Overview
Continuum consists of two important parts: the server side and the client side. The server side hosts the AI service and processes prompts securely. The client side verifies the server, encrypts the prompts, and sends inference requests to the server. This page explains how these components interact and details their respective roles.
Server-side architecture
The server side of Continuum hosts the inference service. Its architecture consists of two main components: the workers and the attestation service. We'll dive into each of these components in the following sections.
Worker
Worker nodes are central to the backend. They host an AI model and serve inference requests. The necessary inference code and model are provided externally by the platform and model provider respectively.
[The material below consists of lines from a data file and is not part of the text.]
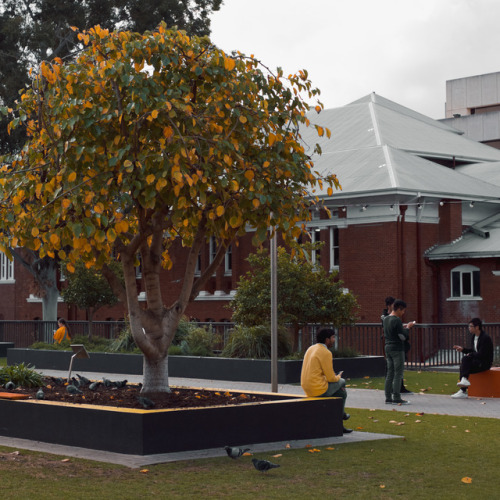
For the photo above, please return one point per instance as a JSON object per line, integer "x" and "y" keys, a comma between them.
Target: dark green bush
{"x": 255, "y": 342}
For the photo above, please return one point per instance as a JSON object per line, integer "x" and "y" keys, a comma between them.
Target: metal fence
{"x": 431, "y": 344}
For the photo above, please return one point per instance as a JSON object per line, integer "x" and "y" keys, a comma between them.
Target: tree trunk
{"x": 155, "y": 376}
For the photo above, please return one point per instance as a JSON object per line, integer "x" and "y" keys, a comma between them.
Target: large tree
{"x": 33, "y": 30}
{"x": 30, "y": 31}
{"x": 146, "y": 140}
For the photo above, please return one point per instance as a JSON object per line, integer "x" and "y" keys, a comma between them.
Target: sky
{"x": 403, "y": 50}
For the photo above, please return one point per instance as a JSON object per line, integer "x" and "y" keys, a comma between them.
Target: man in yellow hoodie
{"x": 318, "y": 378}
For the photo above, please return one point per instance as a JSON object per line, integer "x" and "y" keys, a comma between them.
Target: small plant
{"x": 21, "y": 374}
{"x": 255, "y": 342}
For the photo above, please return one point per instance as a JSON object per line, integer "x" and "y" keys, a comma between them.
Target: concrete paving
{"x": 357, "y": 398}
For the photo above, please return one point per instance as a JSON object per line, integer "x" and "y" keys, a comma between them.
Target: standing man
{"x": 395, "y": 336}
{"x": 478, "y": 358}
{"x": 318, "y": 378}
{"x": 389, "y": 306}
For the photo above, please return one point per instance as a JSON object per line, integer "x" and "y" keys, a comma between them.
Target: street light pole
{"x": 274, "y": 314}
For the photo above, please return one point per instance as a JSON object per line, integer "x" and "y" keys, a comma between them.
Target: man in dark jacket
{"x": 478, "y": 358}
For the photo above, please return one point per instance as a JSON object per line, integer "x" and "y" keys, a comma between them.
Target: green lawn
{"x": 437, "y": 454}
{"x": 432, "y": 460}
{"x": 431, "y": 382}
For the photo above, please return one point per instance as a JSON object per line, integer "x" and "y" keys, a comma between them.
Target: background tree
{"x": 306, "y": 294}
{"x": 147, "y": 141}
{"x": 88, "y": 290}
The containerized inference code, in the following referred to as AI code, runs in a secure and isolated environment.
Each worker is a confidential VM (CVM) running Continuum's customized Linux OS, Continuum OS. This OS is minimal, immutable, and verifiable through remote attestation. Continuum OS hosts workloads in a secure sandbox environment and mediates network traffic through an server-sider encryption proxy.
AI code sandbox
The AI code, provided by the platform provider runs in a gVisor sandbox. In case of Continuum, the platform provider is vLLM. This sandbox isolates the AI code from the host, handling system calls in a user-space kernel and blocking network traffic to prevent data leaks.
Server-side encryption proxy
The AI code has an attached proxy container, which is its only connection to the outside world. It decrypts incoming requests from the client and forwards them to the sandbox. In the opposite direction, it encrypts responses and sends them back to the user.